Normalization. Collected data is often parsed and separated into its individual data fields as it enters the data stream. Parsed data (also known as structured) is typically easier to index, retrieve, and to report on. Unparsed data (also known as raw or unstructured) can normally be collected, but isn't as easy to index, retrieve, or report on. Often administrators will have to create their own parsing or treat unstructured data as a single data field, as well as conduct keyword searches to retrieve information.
Normalization is the process of resolving different representations of the same types of data into a similar format in a common database. In a log management database, this may involve synchronizing reported event time to a common time format -- say, local time to Coordinated Universal Time. It may mean resolving IP addresses to host names, and anything else that attempts to make disparate information more similar. The more parsed and normalized data you have, the better. When reviewing products, be sure to examine the number of parsers included to make sure they capture the majority of the log information in your environment.
Indexing. In order to optimize data retrieval for search queries, filters, and reporting, data needs to be indexed as it stored. Indexing takes parsed data, although some vendors will index unstructured data for faster retrieval.
Storage. Captured data needs to be stored to medium- or long-term storage. All products save to local hard drives, and some can store to external storage arrays, such as SAN, NAS, and so on. All the products tested allow event messages to be exported for long-term storage and later retrieved if needed. If you're concerned about legal chain of custody requirements, make sure the solution you're evaluating cryptographically signs all stored messages.

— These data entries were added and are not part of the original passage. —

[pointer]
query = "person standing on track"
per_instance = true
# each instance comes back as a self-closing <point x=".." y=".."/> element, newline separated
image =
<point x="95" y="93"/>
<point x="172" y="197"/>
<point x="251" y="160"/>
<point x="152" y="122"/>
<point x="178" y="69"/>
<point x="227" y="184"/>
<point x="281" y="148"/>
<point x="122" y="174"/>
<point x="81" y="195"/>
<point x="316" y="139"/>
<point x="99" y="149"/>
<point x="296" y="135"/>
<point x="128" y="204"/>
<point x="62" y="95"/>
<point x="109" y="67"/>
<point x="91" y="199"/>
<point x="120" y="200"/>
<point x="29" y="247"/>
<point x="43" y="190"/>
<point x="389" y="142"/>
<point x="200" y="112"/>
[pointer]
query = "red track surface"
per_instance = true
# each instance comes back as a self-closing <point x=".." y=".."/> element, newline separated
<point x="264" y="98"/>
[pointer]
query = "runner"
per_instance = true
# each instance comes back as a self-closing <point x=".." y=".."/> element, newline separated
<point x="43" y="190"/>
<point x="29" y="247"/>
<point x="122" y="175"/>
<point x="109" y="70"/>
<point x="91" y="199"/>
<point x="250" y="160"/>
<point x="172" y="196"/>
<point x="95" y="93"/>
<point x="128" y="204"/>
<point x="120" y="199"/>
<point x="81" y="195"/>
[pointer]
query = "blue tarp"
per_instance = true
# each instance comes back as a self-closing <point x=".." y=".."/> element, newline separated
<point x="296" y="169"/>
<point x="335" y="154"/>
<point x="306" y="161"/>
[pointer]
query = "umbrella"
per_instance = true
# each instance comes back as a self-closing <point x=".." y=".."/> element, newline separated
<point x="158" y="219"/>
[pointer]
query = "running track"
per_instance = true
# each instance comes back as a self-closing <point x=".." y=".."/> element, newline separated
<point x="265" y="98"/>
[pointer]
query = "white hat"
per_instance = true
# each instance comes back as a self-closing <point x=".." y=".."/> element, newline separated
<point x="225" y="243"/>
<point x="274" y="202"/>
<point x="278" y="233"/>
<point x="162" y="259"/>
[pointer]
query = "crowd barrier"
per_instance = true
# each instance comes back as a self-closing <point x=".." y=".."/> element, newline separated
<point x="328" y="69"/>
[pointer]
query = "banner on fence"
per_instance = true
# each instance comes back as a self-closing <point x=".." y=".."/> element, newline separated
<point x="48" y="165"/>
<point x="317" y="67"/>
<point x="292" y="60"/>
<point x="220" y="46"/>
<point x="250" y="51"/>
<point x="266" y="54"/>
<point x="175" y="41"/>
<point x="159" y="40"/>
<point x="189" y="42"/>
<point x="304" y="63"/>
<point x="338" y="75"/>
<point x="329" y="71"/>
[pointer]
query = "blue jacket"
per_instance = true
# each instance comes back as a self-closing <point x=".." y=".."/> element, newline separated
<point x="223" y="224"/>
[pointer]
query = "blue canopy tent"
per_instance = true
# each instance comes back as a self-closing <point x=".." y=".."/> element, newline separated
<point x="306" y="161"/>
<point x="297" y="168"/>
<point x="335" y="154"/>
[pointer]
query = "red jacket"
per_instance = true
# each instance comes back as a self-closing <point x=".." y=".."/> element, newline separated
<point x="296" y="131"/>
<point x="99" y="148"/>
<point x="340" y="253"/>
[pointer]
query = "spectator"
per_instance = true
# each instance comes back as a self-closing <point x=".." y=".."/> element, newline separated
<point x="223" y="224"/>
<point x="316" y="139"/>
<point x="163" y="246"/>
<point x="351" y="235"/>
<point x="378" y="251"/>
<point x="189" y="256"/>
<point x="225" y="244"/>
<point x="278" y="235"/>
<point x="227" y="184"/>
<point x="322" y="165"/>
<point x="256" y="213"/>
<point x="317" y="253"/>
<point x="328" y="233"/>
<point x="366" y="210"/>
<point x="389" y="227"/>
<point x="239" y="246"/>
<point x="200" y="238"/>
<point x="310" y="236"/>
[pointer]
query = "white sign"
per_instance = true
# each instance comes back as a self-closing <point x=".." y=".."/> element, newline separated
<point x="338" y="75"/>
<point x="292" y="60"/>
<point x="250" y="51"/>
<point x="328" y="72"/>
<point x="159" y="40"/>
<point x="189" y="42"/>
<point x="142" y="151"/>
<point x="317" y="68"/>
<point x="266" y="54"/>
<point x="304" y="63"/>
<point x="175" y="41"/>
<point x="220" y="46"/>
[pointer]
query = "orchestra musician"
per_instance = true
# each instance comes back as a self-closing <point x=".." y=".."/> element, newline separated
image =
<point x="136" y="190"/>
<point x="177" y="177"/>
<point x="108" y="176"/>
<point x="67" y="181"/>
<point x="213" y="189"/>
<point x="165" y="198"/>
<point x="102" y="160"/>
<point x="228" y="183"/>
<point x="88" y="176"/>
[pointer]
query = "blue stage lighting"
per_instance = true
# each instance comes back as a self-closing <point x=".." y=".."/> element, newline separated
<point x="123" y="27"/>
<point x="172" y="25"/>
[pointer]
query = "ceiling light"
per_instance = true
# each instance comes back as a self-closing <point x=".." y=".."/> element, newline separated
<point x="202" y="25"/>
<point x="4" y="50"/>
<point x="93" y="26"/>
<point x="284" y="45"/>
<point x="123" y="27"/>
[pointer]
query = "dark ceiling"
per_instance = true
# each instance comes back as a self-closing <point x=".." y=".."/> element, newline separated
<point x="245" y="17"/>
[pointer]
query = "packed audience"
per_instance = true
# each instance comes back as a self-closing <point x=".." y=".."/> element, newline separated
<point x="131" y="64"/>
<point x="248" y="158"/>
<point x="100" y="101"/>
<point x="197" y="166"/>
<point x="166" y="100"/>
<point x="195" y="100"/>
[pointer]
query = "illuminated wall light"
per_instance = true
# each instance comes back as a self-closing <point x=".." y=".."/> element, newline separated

Correlation. Correlation is the process of taking different events from the same or different sources and recognizing a singular event. For example, some log management products have the ability to recognize a packet flood or password guessing attack, versus simply reporting multiple dropped packets or failed logons. Correlation reflects product intelligence. Log management products that excel at correlation are known as Security Information and Event Managers (SIEM). A number of products in the review combine log management (log collection, storage, querying, and reporting) and SIEM functionality, but only their log management functionality was evaluated.
Note that, in order for centralized log management to work well, it's very important that all incoming log information have accurate time stamps. Make sure that all monitored clients have the correct time and time zone. This will help in reporting, forensic analysis, and legal purposes.